Thursday, June 19, 2008

Don't Feed the Animals, Part 2

David Williams came bounding into the press box as I was chatting with PaulyDrama.

"Who's F-Train?" he demanded of Pauly.

"Why, what happened?" asked Pauly.

"He got something totally wrong."

Pauly pointed to my laptop and empty chair. "He was sitting over there, but he's not there now."

Williams unloaded on Pauly that the thing I got "totally wrong" made him look like an idiot. It was one of those instance where I know what I heard on the floor, reported it in the live blog, and one of the pros didn't like it. I've earned my stripes now I guess.

Basically, there was a dispute between Williams and the floor over whether he should be given a full starting stack. The rule at the WSOP is clear: if you register early, you get anted / blinded off from the moment the clock starts running at Level 1. If you do late registration, you get a full stack when you get to the table. Williams was protesting that he should not have been anted off, that he should have gotten a full stack. This is the point that I jumped into his conversation with the floor:

"These rules need to be publicized!" he told the floor.

"I agree, and they will be," the floor responded. "But right now there's nothing I can do."

"I just want a decision," Williams continued. "I've been waiting for a decision for five minutes, and my stack keeps getting smaller."

"You have three options," said the floor. "Play the stack on the table, take a full refund of your buy-in, or talk to Jack [Effel, TD]."

"I want to talk to Jack."

Off they went. I reported that he seemed to have registered early, come over late, and been surprised that he was anted off. When Williams came back later, he had a full stack. I reported that also. Anyway, back to Williams and Pauly.

"I know the rule," said Williams. "I'm not an idiot. I busted from PLO at 5:03 and was in the stud tournament at 5:05."

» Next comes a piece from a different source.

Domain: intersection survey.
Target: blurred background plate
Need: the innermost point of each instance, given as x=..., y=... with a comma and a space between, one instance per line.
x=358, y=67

Did I get it wrong? Maybe. A quick check of his tournament receipt would provide the answer as to whether he registered at 5:05. In fact, I don't know why he didn't just show his tournament receipt to the floor to prove he registered late, if that was indeed the case. But it begs two questions:

(1) Why was Williams' stack already on the table? I haven't seen any other instances where people were stacked off who registered late, although I did see one late registration in the razz event who was given "Seat #10" at a table. Obviously that doesn't work for an 8-handed event. So, I concede the possibility of error on Harrah's part, although it seems such an error would have cropped up before Event #35.

(2) Why was Williams protesting that the rules need to be publicized better? What difference does that make if he knows the rule?

Just another crazy day at the WSOP. And now that I've pissed off one of the "names", I guess I'm legit.